Buried deep in the FBI's latest 189-page summary of witness interviews is yet another startling revelation that seemingly points to potential evidence tampering in the Hillary email scandal. Per the following interview with a State Department witness who worked in the Office of Information Programs and Services (IPS), IPS was originally instructed to pick up 14 boxes of email records from Hillary's office in Friendship Heights back in 2015. That said, IPS was subsequently informed that the email boxes would need to be picked up at the offices of Hillary's attorneys at Williams & Connolly. Oddly, when IPS actually arrived to pickup the email records, there were only 12 boxes. When asked about the discrepancy, the IPS officials said they were not sure "what could have happened to the two other boxes."
According to Fox News, Clinton’s chief lawyer at Williams & Connolly, who leads all Clinton-related legal matters, is David Kendall. Kendall has represented the Clintons on their many scandals dating back to the 1980’s, ranging from the former president’s sex scandals to missing billing records for Hillary Clinton’s work as a partner in The Rose Law Firm on behalf of the failed Madison Guaranty Savings and Loan and Capital Management Services.
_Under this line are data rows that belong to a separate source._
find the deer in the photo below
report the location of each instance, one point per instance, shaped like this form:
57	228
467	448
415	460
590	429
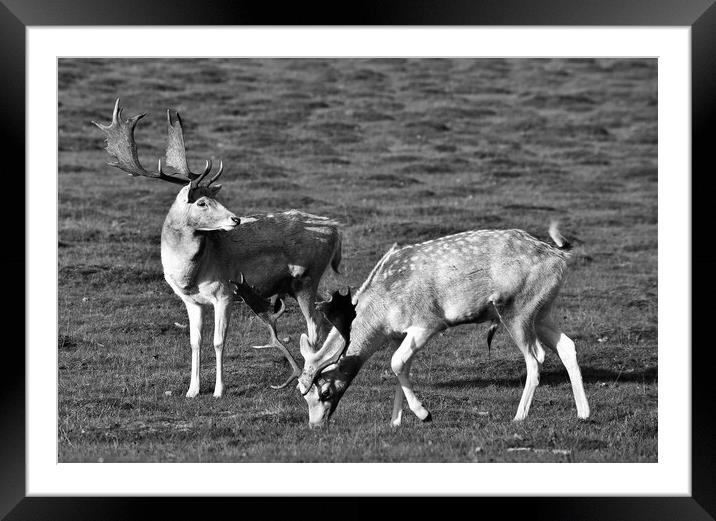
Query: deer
505	277
204	246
"Oddly", IPS officials also told the FBI they were unable to locate any emails from January - April 2009. Of course, that is a relevant time period because it's the first couple of months after Hillary was appointed Secretary of State and would have covered the period during which decisions were made to establish the now-infamous private email server.
Finally, as Fox News further points out, the FBI interviews include numerous references to State Department officials, including Patrick Kennedy, applying pressure to subordinates to change classified email codes so they would be shielded from Congress and the public.
But certainly none of this adds up to intent according to the FBI...just a series of unrelated events and circumstantial evidence that "no reasonable prosecutor" would attempt to prosecute.